IS THERE A MORAL OBLIGATION TO GIVE TO THE NEEDS OF THE GLOBAL POOR IN DISTANT PLACES?
Hunger and poverty are still at the top of the list of challenges affecting people worldwide. In his speech on February 3, 2013, President Obama highlighted the concern of poverty; poverty in other countries affects even the developed countries. Throughout the past decade, countries have garnered efforts in helping sustain the people and eliminate poverty. Though changes and improvements have occurred, they are still inadequate. Statistics shows that up to date, over 1.2 billion people worldwide still languish in the effects of poverty. It shows a big part of the entire world population still continue living in abject poverty. There is a need to help eliminate the conditions in which the poor of the world live; most of them cannot do this on their own. It calls for efforts by governments, non-governmental organizations and people to help the victims out of the unbearable living conditions. Healthy living is a basic human right. Every person should be entitled to this right; the right to nutritious and adequate food, medical services and provision of basic needs. Too many people worldwide, this right is merely an illusion; this is not morally right.
Every person, government and organization worldwide has a moral obligation to help cater for the needs of the poor people in distant places. The extreme extent and prevalence of hunger and deep poverty is a moral outrage. The people should not just stand by while others suffer and die in extreme poverty. As stated earlier, the poverty other people experience affects even those who do not live in poverty. Humanity, thus, has the responsibility of helping other people out of the poverty-stricken conditions, and helping the in living better lives. In order to understand why helping poor people is a moral obligation, we must first discuss the condition of poverty and reasons why help provision is morally appropriate.
According to Yapa (3), over 3 billion people worldwide live on $2.50 a day; the global poverty crisis is a major concern, with a large party of the world in poverty. Only 5% of the world’s wealth is owned by the poor, whereas, 75% is owned by the wealthy. The gap between the rich and the poor is wide; this shows how wealth determines the value associated with life. It is morally questionable that some people own billions of dollars, whereas, others die in starvation and poverty. Every person should determine and do what he/she considers morally appropriate in helping alleviate poverty. Dealing with the global poverty concern should be a collective effort. Every person has the moral obligation of donating towards poverty relief; this applies even to individuals with an average income.

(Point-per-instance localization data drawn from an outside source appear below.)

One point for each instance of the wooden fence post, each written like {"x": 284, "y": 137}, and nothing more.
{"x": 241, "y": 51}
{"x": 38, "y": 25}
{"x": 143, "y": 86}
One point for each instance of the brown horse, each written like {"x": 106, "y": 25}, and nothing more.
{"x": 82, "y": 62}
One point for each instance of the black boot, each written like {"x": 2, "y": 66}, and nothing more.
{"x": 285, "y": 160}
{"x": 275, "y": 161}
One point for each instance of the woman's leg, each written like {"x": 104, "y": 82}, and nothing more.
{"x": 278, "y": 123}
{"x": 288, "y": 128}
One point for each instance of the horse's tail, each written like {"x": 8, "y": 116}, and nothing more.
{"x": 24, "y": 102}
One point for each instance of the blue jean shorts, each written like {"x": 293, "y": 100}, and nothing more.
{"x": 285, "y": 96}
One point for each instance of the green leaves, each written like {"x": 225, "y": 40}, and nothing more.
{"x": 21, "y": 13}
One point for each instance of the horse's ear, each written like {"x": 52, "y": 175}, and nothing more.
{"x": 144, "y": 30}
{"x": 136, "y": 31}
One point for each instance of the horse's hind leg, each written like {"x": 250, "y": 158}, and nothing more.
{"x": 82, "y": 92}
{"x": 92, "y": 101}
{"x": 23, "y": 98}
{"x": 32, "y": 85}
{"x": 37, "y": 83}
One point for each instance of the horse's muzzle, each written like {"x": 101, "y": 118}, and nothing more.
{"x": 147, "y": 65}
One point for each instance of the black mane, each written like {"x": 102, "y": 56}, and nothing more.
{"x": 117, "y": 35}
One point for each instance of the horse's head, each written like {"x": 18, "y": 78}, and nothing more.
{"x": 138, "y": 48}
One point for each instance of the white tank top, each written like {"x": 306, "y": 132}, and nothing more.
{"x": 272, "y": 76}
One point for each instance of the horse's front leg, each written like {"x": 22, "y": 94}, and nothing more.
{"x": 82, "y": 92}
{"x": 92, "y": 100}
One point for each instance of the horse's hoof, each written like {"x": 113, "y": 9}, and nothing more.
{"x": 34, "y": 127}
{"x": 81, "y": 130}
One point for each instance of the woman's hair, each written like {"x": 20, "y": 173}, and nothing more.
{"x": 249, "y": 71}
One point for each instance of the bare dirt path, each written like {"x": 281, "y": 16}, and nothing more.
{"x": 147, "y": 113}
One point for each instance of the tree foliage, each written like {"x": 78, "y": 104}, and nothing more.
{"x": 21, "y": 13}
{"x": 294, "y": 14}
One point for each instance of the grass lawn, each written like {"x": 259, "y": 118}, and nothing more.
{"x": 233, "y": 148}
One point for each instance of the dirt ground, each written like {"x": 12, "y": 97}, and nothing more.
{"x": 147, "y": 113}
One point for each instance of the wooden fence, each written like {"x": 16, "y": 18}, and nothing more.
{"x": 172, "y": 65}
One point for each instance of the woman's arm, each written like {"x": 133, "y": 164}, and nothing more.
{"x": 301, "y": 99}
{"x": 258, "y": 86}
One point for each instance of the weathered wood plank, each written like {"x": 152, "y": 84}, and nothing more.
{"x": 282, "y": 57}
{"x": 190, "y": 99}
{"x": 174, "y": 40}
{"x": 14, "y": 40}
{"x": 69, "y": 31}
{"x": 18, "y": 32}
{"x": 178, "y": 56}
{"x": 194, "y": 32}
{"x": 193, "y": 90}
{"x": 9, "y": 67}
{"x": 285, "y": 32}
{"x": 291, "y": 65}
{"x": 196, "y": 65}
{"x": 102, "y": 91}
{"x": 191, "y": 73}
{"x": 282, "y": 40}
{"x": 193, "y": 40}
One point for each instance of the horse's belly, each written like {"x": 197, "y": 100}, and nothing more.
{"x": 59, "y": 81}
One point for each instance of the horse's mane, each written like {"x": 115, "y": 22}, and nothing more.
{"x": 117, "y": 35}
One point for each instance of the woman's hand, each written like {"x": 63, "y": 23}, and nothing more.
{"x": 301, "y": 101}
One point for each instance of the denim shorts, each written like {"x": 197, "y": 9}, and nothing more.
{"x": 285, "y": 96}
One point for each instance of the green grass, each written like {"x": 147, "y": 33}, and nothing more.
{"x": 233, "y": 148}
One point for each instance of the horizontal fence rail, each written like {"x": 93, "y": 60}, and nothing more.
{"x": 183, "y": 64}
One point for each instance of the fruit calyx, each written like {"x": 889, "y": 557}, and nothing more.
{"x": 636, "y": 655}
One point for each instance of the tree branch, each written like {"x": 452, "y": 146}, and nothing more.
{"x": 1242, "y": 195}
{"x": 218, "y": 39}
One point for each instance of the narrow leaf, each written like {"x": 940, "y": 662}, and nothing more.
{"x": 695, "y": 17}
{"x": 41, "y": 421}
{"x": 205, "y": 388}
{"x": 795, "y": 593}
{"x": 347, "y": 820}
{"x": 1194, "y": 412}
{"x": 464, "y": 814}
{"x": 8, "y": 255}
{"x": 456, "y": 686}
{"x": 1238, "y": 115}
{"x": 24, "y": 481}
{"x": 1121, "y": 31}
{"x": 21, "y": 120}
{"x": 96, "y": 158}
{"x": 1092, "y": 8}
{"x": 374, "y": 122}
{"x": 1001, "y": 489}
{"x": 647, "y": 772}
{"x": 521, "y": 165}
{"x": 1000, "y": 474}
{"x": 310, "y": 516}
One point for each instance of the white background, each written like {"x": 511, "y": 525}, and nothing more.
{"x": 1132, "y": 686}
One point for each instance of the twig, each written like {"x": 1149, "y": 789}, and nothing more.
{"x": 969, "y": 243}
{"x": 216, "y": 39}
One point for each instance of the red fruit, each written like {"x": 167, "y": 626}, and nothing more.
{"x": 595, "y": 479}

Freedom from the effects of severe poverty is a major concern in dealing with human interests worldwide. Humans are physical beings who require a regular supply of water, food, shelter, clothing, and medical services; the provision of these needs ensures healthy and quality living (Pogge, 1). People affected by extreme poverty lack or have limited access to necessities required for healthy living. Poverty, according to the World Bank, applies to all people who live below the international poverty line; they live on not more than $2 a day. Widespread poverty’s effects are unavoidable; people die, acquire diseases, live in deprivation and malnutrition due to lack of basic needs. An estimated two out of five children in developing countries are underweight or experience stunted growth. Millions of young children work to earn money for their families; they work as prostitutes, child soldiers, and domestic servants. The situation defies the moral need to provide children with basic needs, safety and education. It can only change if people worldwide develop a moral obligation towards helping the needy; this will not only improve life for the poor, but also result in a decrease of death rates associated with hunger and poverty (Pogge, 2).
Every person has human rights to basic requirements like food, shelter, clothing and medical services must be regarded as a moral human right. People, governments and international bodies should respect this right and create a moral obligation towards help the poor. The affluent members of the society should not disregard the need to rescue and feed people in poverty, through all possible efforts (Pogge, 10).
Efforts and decisions by human beings have the ability to end the consequences of poverty worldwide. It can occur through personal, national and international provision of donations, loans and grants, and voluntary services. Currently, there are efforts by non-governmental organizations, developed governments such as U.S.A. and international bodies like the World Bank and United Nations. The efforts are a significant step and have seen the provision of relief services in many affected areas. However, people still suffer and die due to poverty; people must realize their moral responsibility.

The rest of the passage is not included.